Brushaber held the income tax is an excise, not a direct tax

Supported 5 min read Apr 26, 2026 Concept: Excise Tax

The claim

Brushaber v. Union Pacific Railroad Co., 240 U.S. 1 (1916), held that the federal income tax is properly characterized as an excise tax — and that the Sixteenth Amendment did not create a new taxing power but rather removed the apportionment requirement from a category of taxes that had been complicated by Pollock.

This is exactly what the case says.

Why the characterization matters

In the original constitutional structure, “direct” taxes had to be apportioned among the states by population (Art. I §2, §9), while “indirect” taxes (duties, imposts, excises) had to be uniform (Art. I §8). The income tax of 1894 was struck down in Pollock v. Farmers’ Loan & Trust Co., 157 U.S. 429 (1895), because the Court held that a tax on income from real property and personal property was a direct tax requiring apportionment.

The Sixteenth Amendment, ratified in 1913, did not declare the income tax to be something other than what it was. It declared that taxes on incomes “from whatever source derived” need not be apportioned. Brushaber then characterized the post-amendment income tax as an excise — a tax on the activity of receiving income — that is freed from the apportionment problem Pollock identified.

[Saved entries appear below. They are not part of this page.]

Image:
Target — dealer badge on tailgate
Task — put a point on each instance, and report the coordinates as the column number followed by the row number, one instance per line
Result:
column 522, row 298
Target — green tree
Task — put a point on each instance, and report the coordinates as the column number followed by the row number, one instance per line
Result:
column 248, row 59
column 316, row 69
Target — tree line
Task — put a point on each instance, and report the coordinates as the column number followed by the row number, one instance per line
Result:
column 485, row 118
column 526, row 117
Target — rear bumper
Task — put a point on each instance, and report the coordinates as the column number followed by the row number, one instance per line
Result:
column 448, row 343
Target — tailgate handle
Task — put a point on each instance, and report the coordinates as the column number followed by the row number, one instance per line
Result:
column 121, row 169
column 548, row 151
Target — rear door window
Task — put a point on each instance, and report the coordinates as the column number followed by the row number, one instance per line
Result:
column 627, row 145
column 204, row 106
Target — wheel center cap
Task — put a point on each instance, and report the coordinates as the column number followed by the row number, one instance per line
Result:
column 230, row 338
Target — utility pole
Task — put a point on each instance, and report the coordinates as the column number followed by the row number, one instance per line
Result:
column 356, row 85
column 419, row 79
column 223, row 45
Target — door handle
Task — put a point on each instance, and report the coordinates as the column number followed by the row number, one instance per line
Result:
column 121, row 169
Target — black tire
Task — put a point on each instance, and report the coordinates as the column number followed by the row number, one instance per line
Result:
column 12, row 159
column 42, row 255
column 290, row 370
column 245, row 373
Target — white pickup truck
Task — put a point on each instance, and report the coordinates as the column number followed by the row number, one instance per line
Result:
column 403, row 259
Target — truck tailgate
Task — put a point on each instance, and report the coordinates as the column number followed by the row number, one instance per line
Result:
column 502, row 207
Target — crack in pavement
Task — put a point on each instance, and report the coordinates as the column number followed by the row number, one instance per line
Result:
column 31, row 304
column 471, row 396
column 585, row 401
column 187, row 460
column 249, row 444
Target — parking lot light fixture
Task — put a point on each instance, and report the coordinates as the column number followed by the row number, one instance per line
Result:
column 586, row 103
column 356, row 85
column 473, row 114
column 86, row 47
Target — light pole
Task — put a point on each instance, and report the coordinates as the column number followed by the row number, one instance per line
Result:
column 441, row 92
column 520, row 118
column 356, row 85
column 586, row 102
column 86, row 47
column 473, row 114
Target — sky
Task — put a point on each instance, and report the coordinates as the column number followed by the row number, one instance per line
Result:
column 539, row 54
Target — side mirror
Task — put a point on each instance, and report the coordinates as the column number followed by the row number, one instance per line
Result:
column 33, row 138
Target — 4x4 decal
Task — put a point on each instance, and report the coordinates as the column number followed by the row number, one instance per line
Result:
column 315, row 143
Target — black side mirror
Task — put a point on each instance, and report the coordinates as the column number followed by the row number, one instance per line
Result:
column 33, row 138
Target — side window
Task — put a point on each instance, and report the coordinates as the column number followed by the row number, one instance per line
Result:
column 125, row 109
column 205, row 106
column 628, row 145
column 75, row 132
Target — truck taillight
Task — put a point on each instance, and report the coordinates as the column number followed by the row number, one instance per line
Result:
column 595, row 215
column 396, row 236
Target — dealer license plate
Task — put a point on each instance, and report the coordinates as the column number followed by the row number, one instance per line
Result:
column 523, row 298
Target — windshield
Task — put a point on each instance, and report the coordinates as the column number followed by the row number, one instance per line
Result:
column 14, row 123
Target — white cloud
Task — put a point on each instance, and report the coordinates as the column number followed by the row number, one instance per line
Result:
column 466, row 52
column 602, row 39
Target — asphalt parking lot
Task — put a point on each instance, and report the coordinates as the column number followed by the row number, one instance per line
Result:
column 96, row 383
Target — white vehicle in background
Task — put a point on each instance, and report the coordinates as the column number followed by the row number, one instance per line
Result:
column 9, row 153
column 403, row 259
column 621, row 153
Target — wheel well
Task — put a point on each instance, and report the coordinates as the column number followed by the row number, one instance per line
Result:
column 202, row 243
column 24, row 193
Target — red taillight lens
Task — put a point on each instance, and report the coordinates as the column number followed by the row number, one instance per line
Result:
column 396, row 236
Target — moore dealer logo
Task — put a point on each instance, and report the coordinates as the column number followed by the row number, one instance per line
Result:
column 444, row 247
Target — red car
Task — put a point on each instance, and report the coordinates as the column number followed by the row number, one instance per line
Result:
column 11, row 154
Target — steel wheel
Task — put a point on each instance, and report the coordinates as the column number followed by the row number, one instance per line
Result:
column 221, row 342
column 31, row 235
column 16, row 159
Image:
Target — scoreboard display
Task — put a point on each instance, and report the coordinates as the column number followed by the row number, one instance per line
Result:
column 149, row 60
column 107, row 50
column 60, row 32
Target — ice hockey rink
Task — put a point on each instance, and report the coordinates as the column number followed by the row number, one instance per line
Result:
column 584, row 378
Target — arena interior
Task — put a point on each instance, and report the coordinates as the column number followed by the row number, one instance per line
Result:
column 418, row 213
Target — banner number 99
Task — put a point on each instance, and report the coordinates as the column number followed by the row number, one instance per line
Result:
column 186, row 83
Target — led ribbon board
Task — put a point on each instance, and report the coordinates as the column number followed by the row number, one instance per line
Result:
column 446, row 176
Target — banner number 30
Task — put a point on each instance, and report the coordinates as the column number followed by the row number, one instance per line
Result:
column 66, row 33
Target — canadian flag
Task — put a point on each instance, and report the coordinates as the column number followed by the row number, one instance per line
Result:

What this does and doesn’t support

This finding supports a precise doctrinal point. It does not support the broader claim some advocates make — that the income tax is therefore “really” a tax on some narrow set of “federally-privileged activities” and not on ordinary wage income. Brushaber is not a limiting case; it is a validating one. The excise characterization removes a doctrinal obstacle without limiting the substantive reach of the tax.

Verdict

Supported. The Brushaber characterization is correct on its own terms, and the case is regularly underread by both the alternate-tax community (who overstate its limiting force) and the establishment (who treat the characterization question as merely formal).